An incapacity to engage resources that have been provided is indicative of a defective system.Having a lot of money promised is no wonder, but rather how wisely and honestly it is spent.This gap needs to be narrowed before increment of the education budget can resolve learning crisis in Pakistan.

The education system in Pakistan today is evidence of how the nation has failed to focus on the future.Over 25 million children are not attending school with most of them being girls.Schools are especially underfunded, mismanaged, and neglected, especially in poor and rural areas.Teachers are disheartened, students are not served well and parents are disillusioned.

Nonetheless, it is not just a financial solution.And do we need more investment in education, yes we do.What is even more important, we must spend better.We should have clear budgeting, auditing and neighborhood overseeing.The education sector must be shielded against politics, merit granted and corruption chastised.Finally we require a national dedication to making education a right not a privilege; a responsibility and not an afterthought.

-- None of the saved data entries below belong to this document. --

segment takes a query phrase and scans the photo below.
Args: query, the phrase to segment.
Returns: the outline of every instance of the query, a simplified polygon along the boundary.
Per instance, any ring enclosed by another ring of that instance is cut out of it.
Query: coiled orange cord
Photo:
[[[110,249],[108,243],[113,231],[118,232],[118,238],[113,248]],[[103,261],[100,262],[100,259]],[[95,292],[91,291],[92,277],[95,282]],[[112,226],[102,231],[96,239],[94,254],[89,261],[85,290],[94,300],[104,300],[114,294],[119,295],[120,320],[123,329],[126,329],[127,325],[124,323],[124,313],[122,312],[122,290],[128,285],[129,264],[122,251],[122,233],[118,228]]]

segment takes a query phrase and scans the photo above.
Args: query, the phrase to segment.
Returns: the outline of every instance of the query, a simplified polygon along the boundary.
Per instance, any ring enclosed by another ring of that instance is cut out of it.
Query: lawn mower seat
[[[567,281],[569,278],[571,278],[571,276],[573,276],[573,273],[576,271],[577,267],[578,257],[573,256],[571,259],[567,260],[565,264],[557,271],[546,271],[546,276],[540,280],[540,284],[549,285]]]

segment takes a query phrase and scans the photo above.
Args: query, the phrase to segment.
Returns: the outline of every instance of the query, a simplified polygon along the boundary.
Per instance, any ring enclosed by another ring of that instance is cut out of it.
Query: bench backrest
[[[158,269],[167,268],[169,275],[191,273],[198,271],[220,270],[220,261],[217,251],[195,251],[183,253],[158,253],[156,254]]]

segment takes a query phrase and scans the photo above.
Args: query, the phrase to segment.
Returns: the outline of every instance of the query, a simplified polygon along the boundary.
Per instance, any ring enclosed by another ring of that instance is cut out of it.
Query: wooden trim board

Until the structural roots of failure are addressed there can be no reform, these roots being corruption, political patronage, and ineffective spending.The system should be restructured internally.Otherwise, year in year out we will keep subscribing money to education which will never enter the classroom, leaving us another generation behind.

About Author:

The writer is a lecturer in economics at Govt Degree College, Panhwar and a PhD applicant. He completed his MPhil at Quaid-i-Azam University, Islamabad.